In the past I have argued that we shouldn’t be too paternalistic about genetic information. I reasoned that genetic information is getting very inexpensive, and will be available as a commodity to many people very soon. Therefore, interposing mandatory healthcare worker between genetic information and the consumer just seems cumbersome and unlikely to be effective. Some have pointed out that there are many people who will need assistance in interpreting their results, and this is a reasonable concern. I think we could handle it in other ways.

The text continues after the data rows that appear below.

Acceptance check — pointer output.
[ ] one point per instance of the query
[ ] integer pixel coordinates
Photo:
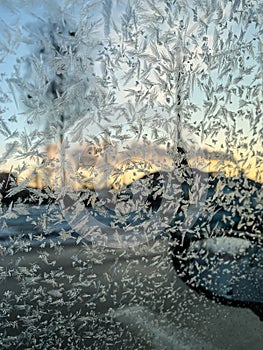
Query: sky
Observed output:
(226, 113)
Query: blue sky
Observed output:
(18, 14)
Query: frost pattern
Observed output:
(111, 120)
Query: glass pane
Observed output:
(131, 174)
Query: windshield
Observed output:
(131, 174)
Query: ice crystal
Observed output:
(131, 174)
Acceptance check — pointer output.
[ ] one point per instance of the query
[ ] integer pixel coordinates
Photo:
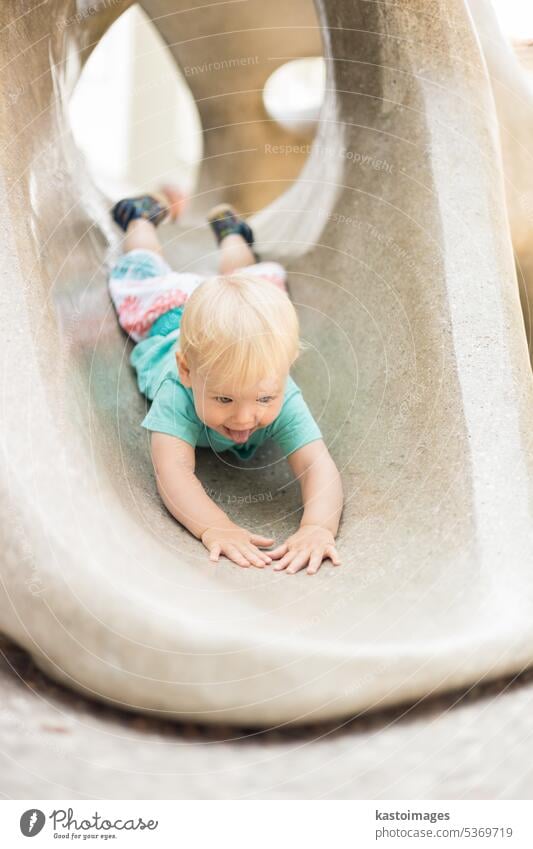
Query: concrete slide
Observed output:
(397, 238)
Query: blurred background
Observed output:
(135, 120)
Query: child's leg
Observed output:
(234, 253)
(141, 234)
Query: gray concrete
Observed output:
(471, 745)
(398, 244)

For example, how about if for every genetic association study, the journal editors got together and decided that they would require that authors write a lay-oriented summary of their study, and what the potential health (or other) significance of each allele is, and how it may be combined with other genetic or environmental information. These summaries could include statistics for risk and other quantitative information–all of which could be part of the peer review of the article. In this way, there would be a readable summary of each genetic association and its significance created and available at the time of publication. Most importantly, we would ask that these summaries be written using standard templates so that they all had a similar format (perhaps represented in XML or whatever), and we would ask that the journals relinquish claim to copyright (as they do for abstracts) so that these summaries could be reused freely by others.
What’s the benefit of this? Well, first of all there would be basic information available with every genetic association study about how to interpret it. This would be useful for physicians and patients, and could help assist the public in interpreting their commodity genetic data. Second, by relinquishing claims to copyright, the journals would allow the information to be widely disseminated. This would allow third party information aggregators to create improved products to help consumers understand their genetic information. There could be a public “free” version, but companies could compete by providing high quality annotation and others amenities to create a competitive marked for the presentation of genetic data. Some could even have telephone hotlines with real people at the other end, explaining the genetics. Consumers would have a choice about how much help they want to understand their genome. Finally, if these summaries are sufficiently structured and use appropriate controlled terminologies, bioinformatics folks could write pretty cool algorithms to annoate the genome, aggregate related genetic variations, and otherwise create value through the power of bioinformatics.
If scientists take issue with some of these summaries (despite peer review), we can have a process for rebuttal or refutation. These can also be in standard templates, in the public domain, and linked to the initial summary. This would provide alternative views, and would also need to be peer reviewed.
Basically, I am proposing that we handle the issue of “public education” by creating inexpensive and ubiquitous summaries of the health implications of genetic associations, peer review them, disseminate them widely and freely, and allow a market to emerge that helps individuals interpret their genome. One could argue that scientists have a duty to create such summaries all the time, but often fail. I think for genetic research it is mandatory that we scientists take an active role in intepreting the significance of our findings for the general public.